Industry Supply Network Implications
Beyond this week’s event, there are many supply chain network challenges that the industry will have to continue to come to grips with over the coming months and years. Keep in mind, that this is an industry that plans from assumptions of 10 to 20 year product demand forecasts.
Normally when manufacturer’s encounter a crisis related to a prior fast-selling product, efforts are made to make-up for the disruption to revenue and cash flow along with the needs for offsetting the added unplanned expenses. In the case of broad product offerings, organization’s would look to negotiating with customers in either ramping-up or accelerating other higher-margin product deliveries.
This year’s Dubai event reinforces that the option of accelerating deliveries for wide-body aircraft is increasingly off-the-table, namely because global airline strategies are being adjusted to declining global air travel demand. Boeing had already come to the grips with that reality by announcing a 2020 reduction in the 787 Dreamliner monthly production schedule.
That places the industry’s supply network priorities on the need to scale-up the monthly delivery rate of the more than 10,000 cumulative backlogged Airbus and Boeing orders for single-aisle aircraft. The other crisis is one of more timely and responsive aircraft design. Currently, both industry OEM’s have their set of unique challenges in managing scale-up and more timely aircraft design.

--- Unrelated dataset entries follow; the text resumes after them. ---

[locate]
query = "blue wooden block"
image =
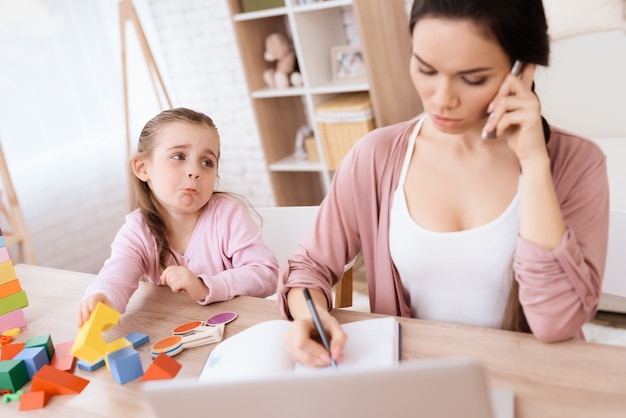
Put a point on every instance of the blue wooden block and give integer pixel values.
(90, 367)
(13, 374)
(44, 341)
(125, 365)
(34, 359)
(137, 339)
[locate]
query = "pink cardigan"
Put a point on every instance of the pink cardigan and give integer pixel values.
(226, 251)
(559, 290)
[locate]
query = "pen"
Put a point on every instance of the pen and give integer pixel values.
(318, 325)
(516, 70)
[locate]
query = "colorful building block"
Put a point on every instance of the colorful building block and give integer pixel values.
(162, 367)
(63, 358)
(9, 351)
(44, 341)
(4, 252)
(115, 346)
(13, 374)
(12, 302)
(89, 344)
(137, 339)
(90, 367)
(57, 382)
(34, 359)
(125, 365)
(34, 400)
(13, 319)
(9, 288)
(7, 272)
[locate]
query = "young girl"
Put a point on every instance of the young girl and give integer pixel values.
(184, 234)
(455, 226)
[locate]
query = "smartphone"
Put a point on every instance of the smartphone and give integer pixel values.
(516, 70)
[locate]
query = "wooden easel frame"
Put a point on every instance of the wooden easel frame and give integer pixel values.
(19, 234)
(127, 14)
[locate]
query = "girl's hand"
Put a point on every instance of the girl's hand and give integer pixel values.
(180, 278)
(308, 351)
(88, 304)
(516, 116)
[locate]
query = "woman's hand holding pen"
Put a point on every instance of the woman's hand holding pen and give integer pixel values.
(515, 114)
(302, 339)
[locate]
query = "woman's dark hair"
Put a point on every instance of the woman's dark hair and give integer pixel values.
(519, 26)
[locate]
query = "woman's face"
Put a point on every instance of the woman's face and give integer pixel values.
(457, 69)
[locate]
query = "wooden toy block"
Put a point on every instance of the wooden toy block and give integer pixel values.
(90, 367)
(63, 358)
(115, 346)
(137, 339)
(44, 341)
(13, 302)
(9, 351)
(34, 400)
(9, 288)
(89, 344)
(13, 374)
(9, 397)
(57, 382)
(4, 253)
(34, 358)
(7, 272)
(162, 367)
(13, 319)
(125, 365)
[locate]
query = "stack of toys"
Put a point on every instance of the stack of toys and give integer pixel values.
(12, 297)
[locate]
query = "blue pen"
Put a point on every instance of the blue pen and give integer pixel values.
(318, 325)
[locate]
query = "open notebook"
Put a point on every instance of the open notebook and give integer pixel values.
(250, 374)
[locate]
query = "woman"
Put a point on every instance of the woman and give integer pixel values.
(509, 232)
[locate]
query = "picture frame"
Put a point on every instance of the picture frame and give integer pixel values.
(348, 63)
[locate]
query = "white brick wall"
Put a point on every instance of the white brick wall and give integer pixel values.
(74, 196)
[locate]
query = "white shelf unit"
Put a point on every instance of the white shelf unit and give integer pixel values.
(314, 29)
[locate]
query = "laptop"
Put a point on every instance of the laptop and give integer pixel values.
(437, 388)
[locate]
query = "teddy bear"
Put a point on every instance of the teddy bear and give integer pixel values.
(284, 73)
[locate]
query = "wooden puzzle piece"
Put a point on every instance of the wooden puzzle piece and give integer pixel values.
(89, 344)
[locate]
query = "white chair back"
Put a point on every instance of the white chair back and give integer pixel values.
(615, 273)
(284, 226)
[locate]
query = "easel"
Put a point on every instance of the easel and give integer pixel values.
(18, 235)
(129, 14)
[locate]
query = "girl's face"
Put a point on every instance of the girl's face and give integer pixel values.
(457, 70)
(182, 169)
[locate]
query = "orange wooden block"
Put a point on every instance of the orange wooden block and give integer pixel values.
(34, 400)
(162, 367)
(57, 382)
(63, 358)
(9, 288)
(8, 351)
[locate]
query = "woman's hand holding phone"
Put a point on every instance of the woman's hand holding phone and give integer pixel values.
(515, 114)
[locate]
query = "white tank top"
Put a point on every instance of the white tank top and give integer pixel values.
(460, 277)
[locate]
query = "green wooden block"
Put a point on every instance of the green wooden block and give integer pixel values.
(13, 375)
(254, 5)
(44, 341)
(13, 302)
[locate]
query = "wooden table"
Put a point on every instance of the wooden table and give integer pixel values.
(571, 379)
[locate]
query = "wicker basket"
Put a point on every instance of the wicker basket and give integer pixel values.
(342, 121)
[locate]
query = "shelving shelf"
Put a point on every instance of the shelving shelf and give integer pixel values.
(314, 29)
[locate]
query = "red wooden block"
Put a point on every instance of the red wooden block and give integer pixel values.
(63, 358)
(163, 367)
(8, 351)
(34, 400)
(57, 382)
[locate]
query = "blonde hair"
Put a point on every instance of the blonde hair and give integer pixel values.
(142, 196)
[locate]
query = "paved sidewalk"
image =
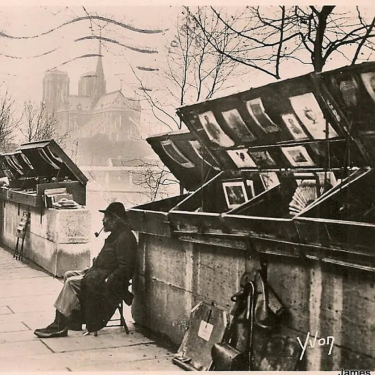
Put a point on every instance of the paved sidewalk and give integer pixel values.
(27, 295)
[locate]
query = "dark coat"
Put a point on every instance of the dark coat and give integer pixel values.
(104, 284)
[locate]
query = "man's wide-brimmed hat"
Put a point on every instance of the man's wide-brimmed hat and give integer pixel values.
(117, 209)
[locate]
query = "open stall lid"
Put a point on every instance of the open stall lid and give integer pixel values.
(187, 159)
(47, 159)
(299, 123)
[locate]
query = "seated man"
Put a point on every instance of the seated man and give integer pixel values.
(96, 292)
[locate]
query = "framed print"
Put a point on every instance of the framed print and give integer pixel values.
(349, 92)
(295, 129)
(236, 123)
(199, 150)
(235, 193)
(175, 154)
(269, 179)
(213, 130)
(250, 187)
(259, 115)
(262, 159)
(369, 83)
(241, 158)
(298, 156)
(308, 111)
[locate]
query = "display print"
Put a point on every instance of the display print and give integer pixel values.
(262, 159)
(259, 115)
(293, 126)
(308, 111)
(298, 156)
(269, 179)
(13, 165)
(235, 193)
(236, 123)
(250, 187)
(241, 158)
(214, 131)
(27, 161)
(369, 83)
(199, 150)
(305, 194)
(54, 156)
(174, 153)
(349, 91)
(47, 159)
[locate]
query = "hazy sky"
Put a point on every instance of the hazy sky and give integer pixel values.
(30, 49)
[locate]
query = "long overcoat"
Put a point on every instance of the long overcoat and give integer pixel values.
(105, 284)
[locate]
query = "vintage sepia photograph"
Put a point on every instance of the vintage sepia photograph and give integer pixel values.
(241, 158)
(259, 115)
(269, 179)
(235, 193)
(309, 112)
(214, 131)
(295, 129)
(175, 154)
(369, 83)
(236, 123)
(298, 156)
(350, 92)
(199, 150)
(262, 159)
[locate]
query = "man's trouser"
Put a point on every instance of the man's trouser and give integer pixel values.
(67, 301)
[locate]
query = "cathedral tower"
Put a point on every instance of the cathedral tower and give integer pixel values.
(99, 88)
(55, 90)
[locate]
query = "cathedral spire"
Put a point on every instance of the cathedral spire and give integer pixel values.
(100, 83)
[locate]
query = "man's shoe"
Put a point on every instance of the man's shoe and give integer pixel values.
(75, 326)
(48, 332)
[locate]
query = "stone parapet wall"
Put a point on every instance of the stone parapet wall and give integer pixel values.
(57, 240)
(321, 299)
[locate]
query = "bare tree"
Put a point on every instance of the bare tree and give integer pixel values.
(39, 124)
(192, 71)
(153, 177)
(268, 37)
(8, 121)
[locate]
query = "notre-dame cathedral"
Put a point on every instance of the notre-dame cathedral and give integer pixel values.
(97, 126)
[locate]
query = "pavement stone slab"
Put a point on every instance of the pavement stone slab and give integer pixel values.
(19, 350)
(27, 294)
(15, 327)
(161, 364)
(37, 363)
(79, 342)
(30, 303)
(4, 310)
(103, 358)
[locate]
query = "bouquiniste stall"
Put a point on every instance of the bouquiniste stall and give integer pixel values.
(281, 178)
(40, 176)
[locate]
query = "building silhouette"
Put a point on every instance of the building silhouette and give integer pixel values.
(103, 133)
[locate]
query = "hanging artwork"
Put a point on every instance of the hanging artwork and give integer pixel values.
(236, 123)
(199, 150)
(259, 115)
(369, 83)
(293, 126)
(269, 179)
(297, 156)
(250, 186)
(262, 159)
(175, 154)
(309, 112)
(241, 158)
(235, 193)
(350, 92)
(214, 131)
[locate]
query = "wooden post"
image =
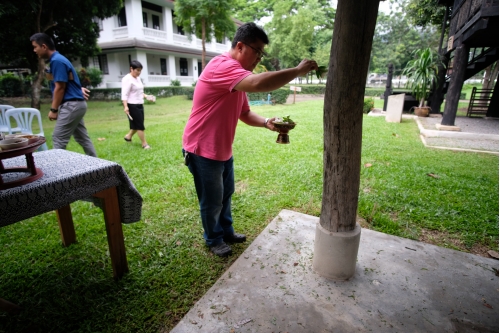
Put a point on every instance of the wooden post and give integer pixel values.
(66, 226)
(456, 83)
(343, 112)
(111, 210)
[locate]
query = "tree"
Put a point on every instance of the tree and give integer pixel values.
(205, 19)
(395, 40)
(422, 74)
(69, 23)
(343, 120)
(297, 28)
(292, 28)
(424, 12)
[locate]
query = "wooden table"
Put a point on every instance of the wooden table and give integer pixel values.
(68, 177)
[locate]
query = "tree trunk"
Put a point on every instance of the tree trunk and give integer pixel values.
(343, 112)
(437, 97)
(36, 87)
(203, 50)
(493, 107)
(437, 94)
(456, 83)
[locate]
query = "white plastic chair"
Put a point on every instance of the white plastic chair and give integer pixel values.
(24, 118)
(3, 120)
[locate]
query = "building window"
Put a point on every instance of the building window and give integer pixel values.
(180, 31)
(98, 22)
(122, 18)
(163, 66)
(183, 66)
(156, 22)
(101, 62)
(220, 39)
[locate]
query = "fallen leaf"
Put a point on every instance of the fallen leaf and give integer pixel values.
(242, 322)
(493, 254)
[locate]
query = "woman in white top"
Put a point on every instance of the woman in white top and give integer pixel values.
(133, 102)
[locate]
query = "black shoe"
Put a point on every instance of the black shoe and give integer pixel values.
(235, 238)
(222, 250)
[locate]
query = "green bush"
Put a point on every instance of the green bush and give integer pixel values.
(10, 85)
(115, 93)
(278, 96)
(313, 89)
(368, 104)
(91, 77)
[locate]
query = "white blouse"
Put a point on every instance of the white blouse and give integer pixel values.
(132, 90)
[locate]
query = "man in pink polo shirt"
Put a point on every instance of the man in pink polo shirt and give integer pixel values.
(219, 102)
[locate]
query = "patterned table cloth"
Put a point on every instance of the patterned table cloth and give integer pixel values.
(68, 177)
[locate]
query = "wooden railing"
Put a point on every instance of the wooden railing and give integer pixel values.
(466, 11)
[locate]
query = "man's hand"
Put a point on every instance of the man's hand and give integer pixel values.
(306, 66)
(85, 93)
(270, 125)
(52, 115)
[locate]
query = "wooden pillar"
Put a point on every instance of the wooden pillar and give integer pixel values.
(455, 88)
(343, 112)
(437, 97)
(388, 86)
(493, 107)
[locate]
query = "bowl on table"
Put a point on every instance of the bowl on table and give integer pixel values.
(31, 138)
(13, 143)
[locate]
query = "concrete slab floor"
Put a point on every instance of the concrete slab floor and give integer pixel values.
(400, 285)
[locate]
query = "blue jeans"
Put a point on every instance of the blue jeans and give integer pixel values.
(214, 182)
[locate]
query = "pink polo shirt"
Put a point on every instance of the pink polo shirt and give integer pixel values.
(216, 109)
(132, 90)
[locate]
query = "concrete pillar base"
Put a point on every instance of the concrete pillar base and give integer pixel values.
(448, 128)
(335, 253)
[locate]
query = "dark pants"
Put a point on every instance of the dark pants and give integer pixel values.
(214, 182)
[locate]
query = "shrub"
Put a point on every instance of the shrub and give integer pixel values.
(95, 76)
(278, 96)
(368, 104)
(91, 77)
(115, 93)
(10, 85)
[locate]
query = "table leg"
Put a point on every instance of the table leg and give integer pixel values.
(9, 307)
(66, 226)
(111, 210)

Airbus remains challenged in scaling up the combined five global production facilities dedicated to the A320 family. The Dubai event confirms that the first available delivery slot for a new A320 family order is the year 2024. The introduction of the A321 XR extended range model was extremely timely in filling airline needs for fuel efficient global point-to-point air travel.
Boeing has to somehow move on from the MAX crisis, which may well take another one of two years, just to execute the customer delivery logistics for the in excess of 300 produced aircraft sitting on storage runways, let alone trying to ramp-up the 737 monthly production rate. Compounding Boeing’s challenges are increasing reports of pre-mature pickle-fork component cracks appearing among the operating fleet of the 737NG model. That adds to Boeing’s ongoing product-design and branding crisis among loyal U.S. and global-based airlines. The manufacturer once gain needs a market alternative to the now announced Airbus A321XR, and it cannot be just a remake of the 737.

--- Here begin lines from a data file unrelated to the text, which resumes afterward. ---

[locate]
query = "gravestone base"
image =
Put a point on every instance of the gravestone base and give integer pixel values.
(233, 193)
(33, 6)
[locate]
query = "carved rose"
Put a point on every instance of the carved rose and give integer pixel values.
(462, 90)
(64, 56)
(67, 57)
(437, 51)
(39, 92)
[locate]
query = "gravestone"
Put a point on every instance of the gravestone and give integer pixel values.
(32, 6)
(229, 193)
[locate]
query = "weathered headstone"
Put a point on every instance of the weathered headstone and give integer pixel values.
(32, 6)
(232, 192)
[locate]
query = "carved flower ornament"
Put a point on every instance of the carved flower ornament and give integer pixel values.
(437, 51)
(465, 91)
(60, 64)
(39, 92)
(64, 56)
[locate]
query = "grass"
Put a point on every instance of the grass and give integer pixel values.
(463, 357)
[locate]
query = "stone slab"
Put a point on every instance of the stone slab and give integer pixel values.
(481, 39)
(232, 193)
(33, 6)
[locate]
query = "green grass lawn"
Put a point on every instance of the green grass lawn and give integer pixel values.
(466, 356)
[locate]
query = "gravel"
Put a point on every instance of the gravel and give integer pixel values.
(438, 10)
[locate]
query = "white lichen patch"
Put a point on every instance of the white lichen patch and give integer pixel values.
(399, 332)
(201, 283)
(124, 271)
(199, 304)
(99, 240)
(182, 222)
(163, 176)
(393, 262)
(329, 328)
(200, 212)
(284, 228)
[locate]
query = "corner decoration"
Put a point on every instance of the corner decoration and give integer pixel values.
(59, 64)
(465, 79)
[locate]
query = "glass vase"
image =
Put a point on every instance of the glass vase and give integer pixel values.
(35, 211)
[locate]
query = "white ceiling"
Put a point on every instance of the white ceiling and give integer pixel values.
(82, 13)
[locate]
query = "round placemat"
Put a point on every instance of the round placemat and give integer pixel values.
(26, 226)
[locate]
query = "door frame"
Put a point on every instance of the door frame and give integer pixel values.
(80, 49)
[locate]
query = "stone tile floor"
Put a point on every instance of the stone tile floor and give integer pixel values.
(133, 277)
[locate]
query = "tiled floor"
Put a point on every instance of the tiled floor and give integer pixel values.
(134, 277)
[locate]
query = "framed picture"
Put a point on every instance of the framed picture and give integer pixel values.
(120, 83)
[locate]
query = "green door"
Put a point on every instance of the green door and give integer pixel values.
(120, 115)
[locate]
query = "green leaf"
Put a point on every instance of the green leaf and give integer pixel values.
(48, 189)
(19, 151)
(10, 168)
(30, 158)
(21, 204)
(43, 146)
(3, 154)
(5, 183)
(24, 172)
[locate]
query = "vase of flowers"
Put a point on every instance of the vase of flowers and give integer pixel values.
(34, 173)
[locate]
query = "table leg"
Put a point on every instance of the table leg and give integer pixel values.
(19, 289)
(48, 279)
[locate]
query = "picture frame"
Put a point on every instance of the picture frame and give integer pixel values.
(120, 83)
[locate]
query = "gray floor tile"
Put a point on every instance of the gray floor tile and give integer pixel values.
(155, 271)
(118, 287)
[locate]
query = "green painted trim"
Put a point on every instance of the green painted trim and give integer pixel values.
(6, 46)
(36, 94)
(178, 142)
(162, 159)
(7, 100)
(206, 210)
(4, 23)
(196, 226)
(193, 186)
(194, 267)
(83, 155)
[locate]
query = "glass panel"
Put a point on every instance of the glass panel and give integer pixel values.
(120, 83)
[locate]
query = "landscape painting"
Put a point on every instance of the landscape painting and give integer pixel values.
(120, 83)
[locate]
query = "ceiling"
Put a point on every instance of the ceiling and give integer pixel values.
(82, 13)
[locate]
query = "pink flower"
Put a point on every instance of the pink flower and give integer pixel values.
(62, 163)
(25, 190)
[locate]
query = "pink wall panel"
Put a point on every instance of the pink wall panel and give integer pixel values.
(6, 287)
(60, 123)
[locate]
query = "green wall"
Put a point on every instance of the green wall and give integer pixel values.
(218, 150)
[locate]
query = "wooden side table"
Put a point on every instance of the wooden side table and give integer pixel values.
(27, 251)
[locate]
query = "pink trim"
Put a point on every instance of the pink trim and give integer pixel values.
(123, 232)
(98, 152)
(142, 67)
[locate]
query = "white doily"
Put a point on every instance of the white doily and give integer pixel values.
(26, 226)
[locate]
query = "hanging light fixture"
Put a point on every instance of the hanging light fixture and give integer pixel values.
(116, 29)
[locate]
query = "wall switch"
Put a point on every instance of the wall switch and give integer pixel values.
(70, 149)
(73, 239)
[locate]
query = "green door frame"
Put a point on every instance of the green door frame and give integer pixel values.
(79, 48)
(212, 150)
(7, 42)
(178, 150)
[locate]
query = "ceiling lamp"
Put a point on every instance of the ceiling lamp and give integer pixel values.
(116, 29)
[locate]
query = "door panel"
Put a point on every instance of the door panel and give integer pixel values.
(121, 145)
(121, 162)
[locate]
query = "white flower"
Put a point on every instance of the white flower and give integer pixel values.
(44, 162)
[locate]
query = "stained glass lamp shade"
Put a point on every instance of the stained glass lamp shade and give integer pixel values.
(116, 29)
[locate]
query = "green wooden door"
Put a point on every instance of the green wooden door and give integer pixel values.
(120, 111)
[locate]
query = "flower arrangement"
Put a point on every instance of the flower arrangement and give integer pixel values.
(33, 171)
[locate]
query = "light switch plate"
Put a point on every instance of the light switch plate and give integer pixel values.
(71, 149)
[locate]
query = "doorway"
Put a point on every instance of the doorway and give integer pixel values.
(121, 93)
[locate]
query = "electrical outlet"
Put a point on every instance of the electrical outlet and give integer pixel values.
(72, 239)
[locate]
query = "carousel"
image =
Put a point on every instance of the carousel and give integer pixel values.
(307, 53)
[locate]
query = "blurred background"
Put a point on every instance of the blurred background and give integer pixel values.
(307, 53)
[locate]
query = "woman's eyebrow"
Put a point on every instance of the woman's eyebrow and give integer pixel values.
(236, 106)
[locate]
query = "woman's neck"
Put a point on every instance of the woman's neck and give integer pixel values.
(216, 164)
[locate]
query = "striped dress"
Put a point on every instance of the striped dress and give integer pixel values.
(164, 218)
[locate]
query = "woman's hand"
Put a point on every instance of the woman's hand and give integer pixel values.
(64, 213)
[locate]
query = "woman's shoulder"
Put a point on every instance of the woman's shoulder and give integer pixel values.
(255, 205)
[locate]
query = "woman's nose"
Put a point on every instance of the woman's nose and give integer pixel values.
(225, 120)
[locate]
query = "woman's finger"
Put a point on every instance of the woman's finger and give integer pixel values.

Therefore, our prediction is that the industry faces some critical decisions relative to business, supply network, political and stockholder priorities.

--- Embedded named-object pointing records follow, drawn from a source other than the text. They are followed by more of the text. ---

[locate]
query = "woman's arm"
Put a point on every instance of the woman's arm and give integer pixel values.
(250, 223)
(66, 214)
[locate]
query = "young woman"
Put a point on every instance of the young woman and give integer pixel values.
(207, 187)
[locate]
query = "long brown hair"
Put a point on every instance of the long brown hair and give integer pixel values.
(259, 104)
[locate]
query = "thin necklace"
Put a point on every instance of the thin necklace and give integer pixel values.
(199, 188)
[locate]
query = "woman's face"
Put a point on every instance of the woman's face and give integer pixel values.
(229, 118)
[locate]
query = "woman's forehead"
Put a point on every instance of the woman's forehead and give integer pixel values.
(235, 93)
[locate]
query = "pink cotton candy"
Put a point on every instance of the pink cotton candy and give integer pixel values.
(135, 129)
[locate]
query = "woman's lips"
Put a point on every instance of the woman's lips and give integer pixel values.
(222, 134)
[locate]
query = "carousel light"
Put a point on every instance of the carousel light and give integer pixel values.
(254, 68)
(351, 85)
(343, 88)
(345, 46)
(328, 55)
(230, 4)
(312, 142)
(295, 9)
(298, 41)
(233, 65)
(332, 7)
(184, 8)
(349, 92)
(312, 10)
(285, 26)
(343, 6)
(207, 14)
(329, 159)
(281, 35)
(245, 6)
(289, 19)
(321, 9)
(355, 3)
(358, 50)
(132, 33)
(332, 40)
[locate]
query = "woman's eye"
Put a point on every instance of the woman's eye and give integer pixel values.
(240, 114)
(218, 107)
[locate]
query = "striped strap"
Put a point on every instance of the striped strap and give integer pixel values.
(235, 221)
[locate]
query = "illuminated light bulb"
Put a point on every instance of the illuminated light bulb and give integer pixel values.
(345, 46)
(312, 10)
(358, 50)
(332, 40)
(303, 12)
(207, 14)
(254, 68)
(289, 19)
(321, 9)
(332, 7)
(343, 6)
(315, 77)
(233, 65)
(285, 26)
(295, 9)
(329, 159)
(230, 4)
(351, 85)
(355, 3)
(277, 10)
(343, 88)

As we and others have continually noted, an industry that has amassed multiple-year, multi-billion-dollar order backlogs attracts investors seeking lucrative cash returns in the form or earnings, stock dividends and share buybacks. Boeing’s business model fits that mold.
Political priorities are reflected in the notions of protecting a very strategic industry for both direct and indirect jobs, domestic supplier networks and tax revenues. Both OEM’s continue to demonstrate fierce head-to-head competition over which has a fostered a level playing field in terms of direct government subsidies or political influence. Both have been cited in terms of recent WTO rulings.
From our lens, the default final priority is that of suppliers who have been continually tapped to contribute added cost savings. To little surprise, the current wave of M&A activity involving Tier One commercial aircraft suppliers reflects maintaining leverage in long-term supplier agreements and cost savings negotiations. Once more, the global economy is wavering, signaling a whole lot of uncertainty related to economic growth or pending regional or global-wide recession.
In the coming months and years, it will take strong leadership to balance all of these priorities and industry forces, not to mention the political dimensions. Some speculate that Airbus and Boeing might default to just regional suppliers. That would be tragic.